Astronomer Sir William Herschel gets the credit for discovering, in March 1781, that Uranus was in fact a planet and not a star, as other astronomers had thought. Herschel also served as King George III’s official Court Astronomer, became president of the Royal Astronomical Society, and identified thousands of star clusters. But Herschel’s younger sister Caroline, born a dozen years after her brother, was also a seriously accomplished astronomer. As a young woman, she moved from her family’s home in Hanover to join her brother in England.

The two siblings shared a love of music and science, and Caroline worked as her brother’s assistant, providing technical support for the telescopes he built. She also was the first woman to be credited as the discoverer a comet (it’s called Comet C/1786 P1) and, after King George III began paying her, the first female scientist to ever be paid for her work. Caroline was awarded a Gold Medal from London’s Royal Astronomical Society and a Gold Medal for Science from Prussia’s King Frederick William IV.

8. The Wright Siblings

Wilbur Wright and his sister, Katherine.
A photo of Wilbur and Katherine Wright in 1909.
Historica Graphica Collection/Heritage Images/Getty Images

We know that Wilbur and Orville Wright were the inventors of the first successful airplane. But Katharine, the Wright brothers’ youngest sibling, played a huge role in facilitating her brothers’ aviation success. After graduating from Oberlin, Katharine worked as a Latin teacher in Dayton, Ohio. Although she wasn’t an engineer, she frequently corresponded with her brothers when they were in Kitty Hawk, North Carolina, testing airplane prototypes. The brothers bounced ideas off of her, and she gave them emotional support and encouragement when they worried that flight simply wasn’t possible. Katharine also helped run her brothers’ bicycle company, which provided the funds that the brothers used to finance their airplane experiments.

Additionally, Katharine played an integral role in publicizing the Wright Brothers’ success, encouraging them to give speeches and do public flight demonstrations. Katharine even learned French, so she could hobnob with European royalty and aristocracy, spreading the word of her brothers’ aeronautical achievement.

9. Harriet and Catharine Beecher

Harriet Beecher Stowe
Though most of the world knows Harriet Beecher Stowe, her sister, Catharine, made tremendous strides for women's education.
Culture Club/Getty Images

Harriet Beecher Stowe's famous novel Uncle Tom’s Cabin was a landmark piece of work for the anti-slavery movement, but she also had 12 siblings, many of whom also worked tirelessly for causes like abolitionism and women’s suffrage.
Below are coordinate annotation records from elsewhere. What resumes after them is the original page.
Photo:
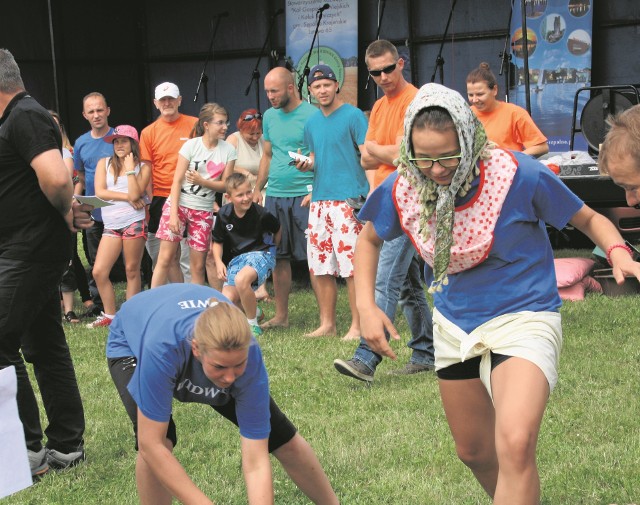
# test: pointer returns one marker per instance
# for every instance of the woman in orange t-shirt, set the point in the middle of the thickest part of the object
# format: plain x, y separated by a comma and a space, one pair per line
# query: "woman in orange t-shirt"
506, 124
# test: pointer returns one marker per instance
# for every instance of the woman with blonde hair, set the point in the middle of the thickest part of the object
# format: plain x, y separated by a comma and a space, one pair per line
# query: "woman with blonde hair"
190, 343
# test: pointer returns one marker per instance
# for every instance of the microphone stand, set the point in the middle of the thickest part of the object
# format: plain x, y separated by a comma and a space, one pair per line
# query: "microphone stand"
439, 58
203, 76
505, 58
306, 70
255, 75
525, 56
Catharine, the oldest sibling, was passionate about seeing young girls become educated, and she opened the Hartford Female Seminary in Hartford, Connecticut, in 1824. Working from textbooks she wrote herself, Catharine taught groups of young girls everything from philosophy and art to chemistry and algebra. During her life, she opened schools in Ohio, Wisconsin, Iowa, and Illinois.

10. The Brontë Sisters

Anne, Emily, and Charlotte Bronte
Anne, Emily, and Charlotte Bronte
Rischgitz/Getty Images

Decades before J.R.R. Tolkien would create Middle-Earth, Charlotte, Emily, and Anne Brontë wrote stories together in childhood that revolved around fantasy worlds with names like Angria and Gondal. After a brief separation when they reached young adulthood, the sisters eventually reunited in 1845, following the death of their aunt Elizabeth, and began writing together once again. The next year, they published a book of poems under pen names titled Poems by Currer, Ellis and Acton Bell. Soon, each sister would write her own defining work: Charlotte published Jane Eyre in 1847, while Emily penned Wuthering Heights the same year, and in 1848, Anne Brontë published The Tenant of Wildfell Hall.